Suppose $u\in L^2(\Omega)$ and $\Delta^n u\in L^2(\Omega)$ for $n=1,\dotsc,N$, where $\Delta$ is in the weak sense.
Let $\zeta\in C_c^{\infty}(\Omega)$.
Can we say that $\Delta^N(u\zeta)\in L^2(\Omega)$?
We know if $v\in H^2(\Omega)$ and $\zeta\in C_c^{\infty}(\Omega)$, then $v\zeta\in H^2(\Omega)$, but here we don't know if $u$ is in Sobolev (we don't know how $u$ would behave near the boundary).

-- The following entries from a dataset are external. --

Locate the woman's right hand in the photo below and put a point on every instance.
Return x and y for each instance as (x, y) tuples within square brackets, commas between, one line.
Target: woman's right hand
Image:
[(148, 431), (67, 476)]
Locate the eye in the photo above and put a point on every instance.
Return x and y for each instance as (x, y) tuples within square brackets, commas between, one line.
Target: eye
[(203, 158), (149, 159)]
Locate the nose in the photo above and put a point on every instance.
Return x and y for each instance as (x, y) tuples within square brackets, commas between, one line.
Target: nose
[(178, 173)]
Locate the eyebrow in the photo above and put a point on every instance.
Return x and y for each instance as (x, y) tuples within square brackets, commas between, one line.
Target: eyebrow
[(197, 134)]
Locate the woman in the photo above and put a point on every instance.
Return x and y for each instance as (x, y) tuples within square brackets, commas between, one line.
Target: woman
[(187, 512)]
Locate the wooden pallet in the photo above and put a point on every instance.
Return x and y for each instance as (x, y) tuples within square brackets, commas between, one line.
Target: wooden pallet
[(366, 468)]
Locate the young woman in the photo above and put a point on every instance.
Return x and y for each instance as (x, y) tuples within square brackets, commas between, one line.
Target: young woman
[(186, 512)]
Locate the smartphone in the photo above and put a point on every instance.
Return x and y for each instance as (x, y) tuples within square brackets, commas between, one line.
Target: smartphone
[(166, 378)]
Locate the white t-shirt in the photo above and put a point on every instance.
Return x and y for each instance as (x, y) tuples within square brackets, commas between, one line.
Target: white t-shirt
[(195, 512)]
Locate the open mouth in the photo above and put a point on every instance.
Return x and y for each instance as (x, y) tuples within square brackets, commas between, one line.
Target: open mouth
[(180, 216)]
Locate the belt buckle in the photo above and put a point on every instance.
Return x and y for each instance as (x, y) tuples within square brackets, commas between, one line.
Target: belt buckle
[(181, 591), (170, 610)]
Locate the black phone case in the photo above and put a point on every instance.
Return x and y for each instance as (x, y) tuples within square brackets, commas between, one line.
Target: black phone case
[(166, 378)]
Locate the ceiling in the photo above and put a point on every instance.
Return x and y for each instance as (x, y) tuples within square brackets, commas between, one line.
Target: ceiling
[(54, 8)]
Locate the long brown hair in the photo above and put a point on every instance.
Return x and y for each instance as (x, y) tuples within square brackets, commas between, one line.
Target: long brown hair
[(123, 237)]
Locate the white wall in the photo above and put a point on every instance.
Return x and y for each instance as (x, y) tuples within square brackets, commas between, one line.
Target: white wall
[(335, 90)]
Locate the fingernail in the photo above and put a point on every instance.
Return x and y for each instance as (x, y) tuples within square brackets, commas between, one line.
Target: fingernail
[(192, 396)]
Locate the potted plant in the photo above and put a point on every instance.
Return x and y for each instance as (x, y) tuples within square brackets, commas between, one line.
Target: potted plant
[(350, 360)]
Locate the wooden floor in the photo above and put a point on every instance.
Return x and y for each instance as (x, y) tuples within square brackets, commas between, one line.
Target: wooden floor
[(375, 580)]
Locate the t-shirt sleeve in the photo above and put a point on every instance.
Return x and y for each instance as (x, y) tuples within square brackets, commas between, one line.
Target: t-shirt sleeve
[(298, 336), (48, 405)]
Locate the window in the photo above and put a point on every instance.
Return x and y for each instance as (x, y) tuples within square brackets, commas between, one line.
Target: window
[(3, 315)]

I first considered the case $N=1$, $\Delta (u\zeta)$, used the product rule for the Laplacian assuming $u$ is smooth, but got cross term $u_{xy}\zeta_{xy}$, $u_{yz}\zeta_{yz}$, $u_{zx}\zeta_{zx}$ and now I am not sure if it holds because we don't really know if they are square integrable. (Do we?)
But we have $\Delta^n u\in L^2(\Omega)$ and just multiplying a smooth function. Is $\Delta^N(u\zeta)\in L^2(\Omega)$ too good to be true?
If the weak Laplacian is in $L^2$, then the function is in $H^2$ locally. Indeed, the Poisson equation with $L^2$ data admits an $H^2_{\rm loc}$ solution $w$ (e.g., here. Then the difference $u-w$ satisfies the Laplace equation in the weak sense, and therefore (by Weyl's Lemma) is a classical harmonic function, in particular $C^\infty$. (I think you can also find the above result in PDE by Evans somewhere under "interior regularity for Poisson's equation".)
Applying the above repeatedly, we get $u\in H^{2N}$ locally. The boundary behavior is irrelevant because you multiply by a compactly supported $\zeta$. So, $\zeta u\in H^{2N}(\Omega)$ under your assumptions. In particular, $\Delta^N(\zeta u)\in L^2(\Omega)$.